“Stately home in miniature” Poston Court could become the most expensive small country estate ever sold in Herefordshire; is it worth £10.5 million?
In 2012, when the late Shane Warne and his then lover Elizabeth Hurley paid £6 million for a manor house with 187 acres in Herefordshire it was lauded as “one of the most expensive houses ever sold” in that county.
Now, with the launch to the market of the 266-acre Poston Court Estate – situated near Britain’s best known ‘Book Town,’ Hay-on-Wye – at a staggering price of £10.5 million, a new record will be achieved for what is considered a “small country estate.”
Situated in a parish in which Lewis Carroll’s younger brother, the Reverend Skeffington Hume Dodgson, was vicar from 1895 to 1910, Grade II* listed, 4,362 square foot Poston House at Vowchurch overlooks the Golden Valley, the Black Mountains and the Forest of Dean. It is described as enjoying “some of the finest views in England” and is 139 miles from London and 48 miles from Cardiff.
Renovated by subsequent recent owners and most recently the subject of “a glamorous reinvention by [the] designer Francis Sultana,” according to a December 2021 feature in House & Garden, this “stately home in miniature” was originally a shooting lodge and includes amongst other things 4 reception rooms, 3 bedroom suites and a media room.
In addition, there is a 2,606 square foot secondary residence, Poston Lodge, with a further 3 bedroom suites, a 1,831 square foot 4 bedroom cottage, a studio office with a wet bar and a 1,885 square foot orangery with a swimming pool.
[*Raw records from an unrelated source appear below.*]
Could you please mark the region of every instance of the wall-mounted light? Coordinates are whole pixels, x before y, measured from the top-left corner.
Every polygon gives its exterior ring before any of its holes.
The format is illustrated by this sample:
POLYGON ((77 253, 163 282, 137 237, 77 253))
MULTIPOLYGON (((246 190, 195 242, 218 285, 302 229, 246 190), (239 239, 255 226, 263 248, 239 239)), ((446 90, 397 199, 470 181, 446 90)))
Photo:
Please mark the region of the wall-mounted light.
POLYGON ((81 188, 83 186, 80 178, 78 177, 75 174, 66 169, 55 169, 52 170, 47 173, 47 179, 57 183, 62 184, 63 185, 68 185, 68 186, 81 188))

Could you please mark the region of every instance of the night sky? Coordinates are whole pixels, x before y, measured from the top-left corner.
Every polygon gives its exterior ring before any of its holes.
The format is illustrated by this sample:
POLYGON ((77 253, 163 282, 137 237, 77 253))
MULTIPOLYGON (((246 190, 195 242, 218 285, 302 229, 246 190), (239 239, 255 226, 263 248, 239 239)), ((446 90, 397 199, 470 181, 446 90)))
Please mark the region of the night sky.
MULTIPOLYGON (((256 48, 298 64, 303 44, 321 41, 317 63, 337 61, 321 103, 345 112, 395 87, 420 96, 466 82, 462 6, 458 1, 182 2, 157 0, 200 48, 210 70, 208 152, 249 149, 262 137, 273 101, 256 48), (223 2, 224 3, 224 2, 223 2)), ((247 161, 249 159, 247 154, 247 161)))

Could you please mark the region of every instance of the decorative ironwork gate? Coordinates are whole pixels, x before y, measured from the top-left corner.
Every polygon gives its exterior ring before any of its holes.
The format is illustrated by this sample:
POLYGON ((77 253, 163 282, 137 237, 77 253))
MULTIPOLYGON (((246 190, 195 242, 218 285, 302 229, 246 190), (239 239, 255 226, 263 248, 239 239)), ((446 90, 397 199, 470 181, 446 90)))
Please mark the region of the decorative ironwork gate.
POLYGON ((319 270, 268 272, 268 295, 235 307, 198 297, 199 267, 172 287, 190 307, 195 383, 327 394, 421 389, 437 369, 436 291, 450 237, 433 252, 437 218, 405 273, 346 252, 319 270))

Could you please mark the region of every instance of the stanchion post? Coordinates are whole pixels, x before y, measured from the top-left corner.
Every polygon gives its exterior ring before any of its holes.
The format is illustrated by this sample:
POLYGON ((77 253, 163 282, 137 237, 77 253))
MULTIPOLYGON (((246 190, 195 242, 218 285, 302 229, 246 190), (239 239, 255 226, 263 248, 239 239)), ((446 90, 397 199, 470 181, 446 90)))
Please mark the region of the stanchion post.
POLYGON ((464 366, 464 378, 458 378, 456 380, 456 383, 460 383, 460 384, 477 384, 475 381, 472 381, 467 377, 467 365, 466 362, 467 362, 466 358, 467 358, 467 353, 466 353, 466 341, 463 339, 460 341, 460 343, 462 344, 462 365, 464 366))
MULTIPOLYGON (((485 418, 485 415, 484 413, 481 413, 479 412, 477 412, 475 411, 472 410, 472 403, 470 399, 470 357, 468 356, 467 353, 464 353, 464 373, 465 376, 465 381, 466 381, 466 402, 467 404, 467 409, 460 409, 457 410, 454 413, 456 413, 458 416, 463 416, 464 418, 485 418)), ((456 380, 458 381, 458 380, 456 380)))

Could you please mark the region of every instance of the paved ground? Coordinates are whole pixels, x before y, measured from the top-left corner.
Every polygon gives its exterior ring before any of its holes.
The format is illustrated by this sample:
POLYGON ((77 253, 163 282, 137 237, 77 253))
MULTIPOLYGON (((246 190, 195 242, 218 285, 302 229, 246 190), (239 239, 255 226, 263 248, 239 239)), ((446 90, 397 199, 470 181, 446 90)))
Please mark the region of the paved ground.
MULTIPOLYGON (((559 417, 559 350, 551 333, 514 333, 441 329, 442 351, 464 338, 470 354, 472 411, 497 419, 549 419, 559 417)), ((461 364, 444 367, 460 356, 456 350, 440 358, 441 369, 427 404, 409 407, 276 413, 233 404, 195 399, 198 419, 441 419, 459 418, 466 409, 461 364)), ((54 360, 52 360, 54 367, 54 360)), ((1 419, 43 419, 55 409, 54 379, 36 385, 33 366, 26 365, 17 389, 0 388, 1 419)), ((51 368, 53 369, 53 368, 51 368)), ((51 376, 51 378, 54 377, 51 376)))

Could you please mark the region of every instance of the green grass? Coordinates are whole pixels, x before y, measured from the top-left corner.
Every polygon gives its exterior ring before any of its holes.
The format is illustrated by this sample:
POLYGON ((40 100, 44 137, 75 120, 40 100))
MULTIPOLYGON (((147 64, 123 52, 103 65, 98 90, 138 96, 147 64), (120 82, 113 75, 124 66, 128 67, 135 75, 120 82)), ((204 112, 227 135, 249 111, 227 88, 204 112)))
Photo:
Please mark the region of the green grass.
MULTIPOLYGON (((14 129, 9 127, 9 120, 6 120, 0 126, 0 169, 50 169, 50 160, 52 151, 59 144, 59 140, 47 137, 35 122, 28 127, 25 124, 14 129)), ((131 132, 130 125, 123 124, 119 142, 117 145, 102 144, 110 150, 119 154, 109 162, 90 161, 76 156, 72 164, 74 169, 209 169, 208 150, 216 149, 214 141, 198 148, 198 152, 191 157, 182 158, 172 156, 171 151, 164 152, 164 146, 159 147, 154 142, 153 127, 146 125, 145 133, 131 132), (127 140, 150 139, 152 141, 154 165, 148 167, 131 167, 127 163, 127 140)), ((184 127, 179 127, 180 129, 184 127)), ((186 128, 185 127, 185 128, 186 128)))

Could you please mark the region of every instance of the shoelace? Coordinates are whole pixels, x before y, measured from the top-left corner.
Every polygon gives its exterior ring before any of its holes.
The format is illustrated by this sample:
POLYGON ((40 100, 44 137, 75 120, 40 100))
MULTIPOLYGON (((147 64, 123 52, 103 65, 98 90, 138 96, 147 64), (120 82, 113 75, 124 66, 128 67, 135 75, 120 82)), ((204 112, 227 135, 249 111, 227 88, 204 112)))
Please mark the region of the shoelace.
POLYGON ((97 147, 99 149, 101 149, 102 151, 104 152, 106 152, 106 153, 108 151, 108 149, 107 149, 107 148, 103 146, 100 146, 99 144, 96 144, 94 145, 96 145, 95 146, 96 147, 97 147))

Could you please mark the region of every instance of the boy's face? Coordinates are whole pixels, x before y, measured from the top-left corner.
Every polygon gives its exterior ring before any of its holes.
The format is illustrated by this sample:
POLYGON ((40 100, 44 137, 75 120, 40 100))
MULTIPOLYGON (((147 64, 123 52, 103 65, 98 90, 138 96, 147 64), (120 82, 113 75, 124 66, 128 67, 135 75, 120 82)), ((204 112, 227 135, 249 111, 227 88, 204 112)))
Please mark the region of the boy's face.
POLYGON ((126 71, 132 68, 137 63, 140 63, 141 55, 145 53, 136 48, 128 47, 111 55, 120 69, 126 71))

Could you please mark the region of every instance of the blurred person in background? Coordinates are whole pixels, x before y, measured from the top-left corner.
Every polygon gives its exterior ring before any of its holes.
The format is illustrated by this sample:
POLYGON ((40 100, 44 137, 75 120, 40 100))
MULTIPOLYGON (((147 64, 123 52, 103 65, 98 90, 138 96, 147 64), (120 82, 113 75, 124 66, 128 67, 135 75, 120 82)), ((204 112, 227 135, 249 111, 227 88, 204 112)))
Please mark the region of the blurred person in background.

Outbuildings number barns and garaging and in addition there is a tennis court, parkland originally laid out by King George III’s master gardener Sir Thomas Robinson, woodland and the “the space and topography” to create a small shoot.
The Names & Numbers – Poston Court (Also known as Poston House), Vowchurch, Hereford, Herefordshire, HR2 0RJ, United Kingdom
June 2022 – Offered for sale for £10.5 million ($13.2 million, €12.3 million or درهم48.5 million) through Knight Frank with 266.23 acres.
2015 – Sold to a “British couple, who have led a fairly international life but, six years ago, were looking for a quiet place in the English countryside. They previously had a far larger country house, but came to realise that it did not reflect the way they wanted to live. ‘Most of the house was never used – there were rooms I wouldn’t go into for weeks at a time,’ Poston’s current chatelaine recalls. ‘But when we saw this, it ticked every single box for us,’” according to House & Garden.
September 2013 – Offered for sale for £3.5 million ($4.4 million, €4.1 million or درهم16.2 million) through Strutt & Parker and Carter Jonas with 223.5 acres.
May 2009 – Offered for sale for £4.25 million ($5.35 million, €4.99 million or درهم19.63 million) through Andrew Grant with 270 acres on behalf of Mr and Mrs Ludwig.
1999 – Sold to Stephan Ludwig, owner of Dreweatt Neate Fine Art, and his wife Emily.
1988 – Bought and restored with the assistance of the architect and Liberal policitian Philip Jebb by Esmond Bulmer of the Bulmers cider making family. Of the property at this time, the “viper wit” art historian Sir Roy Strong CH, FRSL remarked: “In the evening went to dinner with Esmond and Susie Bulmer at Poston. The house was a hunting lodge by Sir William Chambers but transformed by them into a hilltop Trianon with panoramic views over the Herefordshire landscape” in his 2016 book Scenes and Apparitions: The Roy Strong Diaries, 1988 – 2003.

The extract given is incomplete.